Understanding Your Data

HoneyHive’s data model captures a wealth of information. To effectively explore this data, understand these key components:

Metrics

Metrics are the numerical heartbeat of your app. They’re what you’ll visualize in charts.

  1. Usage Metrics

    • Request Volume: Queries over time. Spot usage spikes or drops.
    • Cost: Direct expenses. See if that new feature is breaking the bank.
    • Duration: System latency. Because slow responses kill engagement.
  2. Evaluators

    • Definition: Your custom quality checks, either Python or LLM-based.
    • Requirements: Must return float or boolean to chart.
    • Examples:
      • Keyword Presence (boolean): “Does every product review mention the product?”
      • Coherence Score (float): “How logically sound are multi-turn conversations?”
  3. User Feedback

    • Definition: The voice of your users, quantified.
    • Requirements: float or boolean inputs.
    • Examples:
      • Usefulness Rating (float): “On a scale of 1-5, how useful was this response?”
      • Used in Report (boolean): “Did the user actually use this in their report?”

Properties

Properties are the contextual gold of your data. All properties in the data model such as config, user properties, feedback, metrics, and metadata can be used to slice and dice your data in powerful ways.

Metrics chart performance. Properties unveil the context behind that performance. Both are crucial for exploratory data analysis.

Chart Types

HoneyHive offers three chart types, each zooming in on different parts of your LLM pipeline:

monitoring1

Example: Monitoring TPS across multiple models

Completion Charts

  • Focus: Individual LLM calls.
  • Key Metrics: cost, duration, tokens, errors, and any specified evaluators.
  • Examples:
    • Hypothesis: “Longer user messages cause more token waste.”
    • Test: Chart Average Unused Output Tokens grouped by binned_input_length.

Session Charts

  • Focus: Full user interactions and entire traces.
  • Key Metrics: User Turns, Session Duration, Avg User Rating, Agent Trajectory.
  • Examples:
    • Hypothesis: “Agents start looping after n turns.”
    • Test: Chart Agent Trajectory Evaluator grouped by Number of turns.

Event Charts

  • Focus: Specific steps or tools.
  • Examples: Retrieval Latency, Synthesis Quality, Tool Choice Accuracy.
  • Examples:
    • Hypothesis: “Our reranker is the bottleneck in high-load scenarios.”
    • Test: Chart 99th Percentile Rerank Time vs.
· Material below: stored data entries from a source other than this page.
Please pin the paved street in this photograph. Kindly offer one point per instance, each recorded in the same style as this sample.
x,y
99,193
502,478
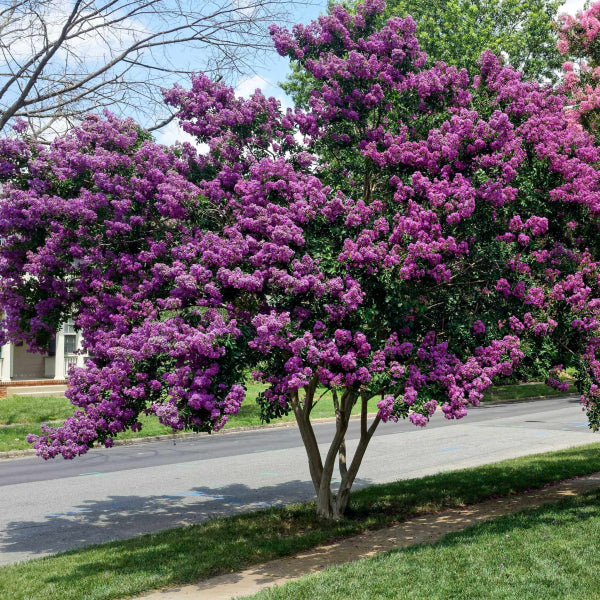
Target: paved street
x,y
46,507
Requests per Minute.

Building Charts

1

Choose Your Metric (What to Measure)

  • Process: Pick chart type, then a relevant metric.
  • Real-world Usage:
    • Don’t just track Request Volume. Ask: “Is volume growing faster for paid or freemium?”
    • Beyond Cost, ponder: “Is cost per successful session decreasing over time?”
2

Apply Aggregation (How to Measure)

  • Key Functions:
    • Average: Typical case. “What’s our usual response time?”
    • 99th Percentile: Edge cases. “How bad does it get for our unluckiest users?”
    • Percentage True: For booleans. “What % of responses are factually correct?”
  • Real-world Usage:
    • Average is good, but Median might better represent a skewed distribution.
    • Watch both Average and 99th Percentile to catch issues averages hide.
3

Filter and Group (Segmenting Data)

  • Filtering:
    • Syntax: property operator value. E.g., industry == "finance".
    • Examples:
      • topic_category != "smalltalk" to focus on core use cases.
      • embedding_model == "v2" AND date > model_switch_date for before/after analysis.
  • Grouping:
    • Syntax: Select properties. E.g., prompt_template, user_tier.
    • Examples:
      • prompt_template to see which prompts waste tokens.
      • user_tier and topic_category to see if premium users ask harder questions.